David Sinclair felt confused. He was resentful of Quirke for that clumsy attempt tonight to pair him off with his daughter, and resentful of Phoebe, too, for going along with it. And that ghastly restaurant had reminded him of nothing so much as the dissecting room, with plate succeeding plate of pale dank carcasses. He could still taste the sole at the back of his throat, a salty buttery slime. Why had he accepted the invitation in the first place? He could have made some excuse. He had always known it would be a mistake to let Quirke get any closer than professional etiquette required. What would be next? Outings to the pictures? Sunday morning at-homes? Afternoons at the seaside, with flasks of tea and sandy sandwiches, him and the girl running hand in hand into the waves while Quirke with the legs of his trousers rolled and a knotted hankie on his head sat watching from the beach with a smug paternal smile? No, no, he would have to put a stop to this before it started. Whatever it was.

And yet, there was the girl. She looked like nothing much, with that stark little face and the hair clawed back as if it were a punishment that had been imposed on her for an infringement of some religious rule. She was a study in black-and-white-the pale face and raked hair, the jet stuff of her dress and its starched lace collar-like the negative of a photograph of herself. And the air she had of knowing something that no one else knew, something droll and faintly ridiculous-it was unnerving. Yes, that was the right word: unnerving. He had tried to remember the story about Quirke and her, something about Quirke pretending for years that she was not his daughter but the daughter of his brother-in-law, Malachy Griffin, the outgoing consultant obstetrician at the Hospital of the Holy Family. He had paid no attention to the gossip-what was it to him if Quirke chose to reject a whole household of unwanted offspring?

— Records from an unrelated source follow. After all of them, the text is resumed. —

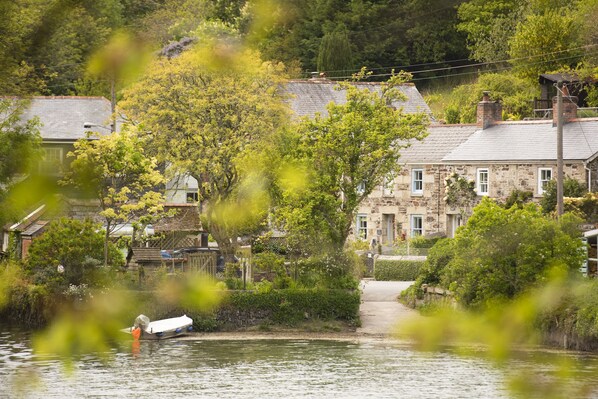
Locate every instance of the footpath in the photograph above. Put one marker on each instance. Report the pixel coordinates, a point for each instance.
(380, 311)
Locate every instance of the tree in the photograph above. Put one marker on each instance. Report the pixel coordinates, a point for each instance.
(19, 149)
(571, 188)
(545, 42)
(77, 247)
(205, 111)
(489, 25)
(502, 252)
(115, 170)
(334, 56)
(513, 92)
(345, 155)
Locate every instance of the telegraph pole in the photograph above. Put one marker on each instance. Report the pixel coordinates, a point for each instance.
(559, 150)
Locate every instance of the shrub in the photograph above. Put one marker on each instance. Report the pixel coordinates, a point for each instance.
(397, 270)
(78, 247)
(242, 309)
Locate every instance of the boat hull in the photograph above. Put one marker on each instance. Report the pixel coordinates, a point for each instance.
(166, 328)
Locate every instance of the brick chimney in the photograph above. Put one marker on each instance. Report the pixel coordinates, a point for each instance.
(489, 112)
(569, 107)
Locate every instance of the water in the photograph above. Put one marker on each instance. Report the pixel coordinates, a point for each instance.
(257, 368)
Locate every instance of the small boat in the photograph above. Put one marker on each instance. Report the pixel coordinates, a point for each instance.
(161, 329)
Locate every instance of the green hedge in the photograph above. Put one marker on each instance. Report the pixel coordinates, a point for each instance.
(242, 309)
(397, 270)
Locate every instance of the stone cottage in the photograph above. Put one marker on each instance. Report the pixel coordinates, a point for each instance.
(496, 157)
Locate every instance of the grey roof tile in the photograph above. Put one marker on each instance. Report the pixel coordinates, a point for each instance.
(62, 118)
(307, 97)
(441, 139)
(528, 141)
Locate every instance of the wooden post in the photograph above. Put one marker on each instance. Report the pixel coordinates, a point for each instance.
(559, 149)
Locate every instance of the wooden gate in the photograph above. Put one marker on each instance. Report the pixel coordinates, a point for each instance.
(202, 263)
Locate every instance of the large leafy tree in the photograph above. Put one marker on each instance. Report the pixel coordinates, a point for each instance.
(334, 56)
(76, 246)
(19, 150)
(115, 170)
(489, 25)
(545, 42)
(502, 252)
(345, 155)
(202, 113)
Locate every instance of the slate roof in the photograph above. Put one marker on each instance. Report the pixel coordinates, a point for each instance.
(528, 141)
(441, 139)
(62, 118)
(310, 96)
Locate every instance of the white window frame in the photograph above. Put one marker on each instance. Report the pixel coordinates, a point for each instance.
(483, 186)
(191, 197)
(417, 185)
(361, 226)
(361, 188)
(54, 165)
(416, 225)
(542, 180)
(388, 188)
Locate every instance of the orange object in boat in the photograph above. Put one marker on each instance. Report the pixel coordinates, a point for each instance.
(136, 333)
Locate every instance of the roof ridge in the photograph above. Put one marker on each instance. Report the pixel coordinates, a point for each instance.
(327, 81)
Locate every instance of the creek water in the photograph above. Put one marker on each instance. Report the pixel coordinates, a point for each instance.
(255, 368)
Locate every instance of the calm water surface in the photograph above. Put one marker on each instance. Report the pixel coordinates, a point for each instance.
(253, 369)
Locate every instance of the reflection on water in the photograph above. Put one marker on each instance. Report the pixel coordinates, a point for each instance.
(252, 369)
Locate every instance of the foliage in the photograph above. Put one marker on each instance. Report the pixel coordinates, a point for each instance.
(586, 207)
(574, 311)
(334, 55)
(19, 149)
(77, 247)
(205, 112)
(513, 92)
(423, 242)
(460, 192)
(489, 25)
(285, 307)
(381, 33)
(397, 270)
(545, 42)
(571, 188)
(505, 329)
(439, 256)
(115, 170)
(346, 155)
(502, 252)
(518, 198)
(332, 271)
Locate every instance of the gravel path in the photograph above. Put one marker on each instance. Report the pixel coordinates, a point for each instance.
(380, 311)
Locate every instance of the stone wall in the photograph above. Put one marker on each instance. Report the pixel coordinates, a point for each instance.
(402, 203)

But Phoebe, now, Phoebe; despite everything, he could not get her out of his head, and it annoyed him.

He heard the telephone as soon as he came into the hall. His flat was two flights up and he took the stairs two at a time, heaving himself hand over hand up the slightly sticky banister. He was convinced it was Quirke calling him, as he had called two days ago, not summoning him to work this time but to something else-what? Another tryst with him and his daughter, already? Surely not. He gained the second-floor landing, out of breath and slightly dizzy, and still the phone was going. Determined, whoever the caller was. He burst into the flat and fumbled the receiver to his ear-why was he in such a state? But he knew, of course; improbable as it was, he was certain it was Quirke calling to talk to him about Phoebe.